Construct validity: OO metrics studied in the paper are extensively researched and established metrics. Moreover, they have been computed using tool IntellijIdea [10]. This reduces the threat for independent variables. The dependent variable has been calculated using JUnit framework which assures the accuracy of measurement of this variable too.
Internal validity: Since the ‘casual effect’ each OO metric on testability will be difficult to obtain and beyond the study. The threat to internal validity exists in the study.
External validity: The datasets used in the study belong to Open Source repositories which allow free access and ease of replication. The results obtained in the study are furthermore, consistent with the findings of earlier studies on release models and test effort prediction. However, to increase the generalizability, more studies on varied platforms are advisable.
Conclusions
Evolution and transition of release cycles may affect the test effort required in the system and in order to analyze this test effort required in Traditional Release (TR) models were compared to test effort required in Rapid Release (RR) models. For this, 25 traditional releases containing 1210 classes and 69 rapid releases containing 2616 classes were analyzed. On investigating the correlation between 2 test metrics and 48 Object Oriented (OO) metrics of both TR and RR models individually, it was observed that the OO metrics highly correlated with test metrics remain same for both the models and do not vary with the changing release cycles. However, the test effort was found to be slightly more in RR models indicating that shorter release cycles might require more test effort in the system. In addition to this, we empirically identified the top 15 OO metrics that were highly correlated to test metrics and used them to predict test effort.
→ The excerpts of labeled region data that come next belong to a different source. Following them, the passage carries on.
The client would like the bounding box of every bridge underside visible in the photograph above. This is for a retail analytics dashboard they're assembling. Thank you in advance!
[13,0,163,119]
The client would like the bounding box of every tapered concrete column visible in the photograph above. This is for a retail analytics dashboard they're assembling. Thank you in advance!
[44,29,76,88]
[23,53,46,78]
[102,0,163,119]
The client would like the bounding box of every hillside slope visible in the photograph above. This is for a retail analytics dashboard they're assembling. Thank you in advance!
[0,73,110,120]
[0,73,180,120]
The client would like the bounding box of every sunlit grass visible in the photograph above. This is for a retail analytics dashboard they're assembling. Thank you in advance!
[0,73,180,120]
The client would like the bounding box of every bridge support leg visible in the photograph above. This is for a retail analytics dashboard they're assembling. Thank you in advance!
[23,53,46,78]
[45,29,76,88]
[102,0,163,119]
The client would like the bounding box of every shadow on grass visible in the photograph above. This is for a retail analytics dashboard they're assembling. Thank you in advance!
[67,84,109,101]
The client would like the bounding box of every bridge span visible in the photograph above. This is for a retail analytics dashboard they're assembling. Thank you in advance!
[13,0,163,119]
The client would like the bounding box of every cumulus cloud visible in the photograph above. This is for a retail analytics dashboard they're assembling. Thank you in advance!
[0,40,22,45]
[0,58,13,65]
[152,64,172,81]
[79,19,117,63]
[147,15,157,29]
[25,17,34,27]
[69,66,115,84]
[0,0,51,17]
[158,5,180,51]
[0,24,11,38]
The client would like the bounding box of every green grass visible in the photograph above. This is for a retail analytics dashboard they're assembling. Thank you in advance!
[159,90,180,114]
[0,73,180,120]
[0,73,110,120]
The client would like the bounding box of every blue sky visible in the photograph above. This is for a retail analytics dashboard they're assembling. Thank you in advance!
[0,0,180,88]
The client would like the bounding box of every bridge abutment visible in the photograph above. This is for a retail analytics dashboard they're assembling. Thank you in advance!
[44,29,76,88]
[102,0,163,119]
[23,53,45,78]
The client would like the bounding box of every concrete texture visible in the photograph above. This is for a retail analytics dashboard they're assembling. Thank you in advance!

The results of the shortlisted set of 15 OO metrics were as good as the result of all the 48 OO metrics taken together, signify the predictive capability of the shortlisted metrics. It was also observed that instance based machine learning algorithms IBK and K star gave the best results followed by Multi-Layer Perceptron (MLP) and Additive Regression for test effort prediction in classes. However, study suggests a deeper analysis on larger datasets before generalizing results.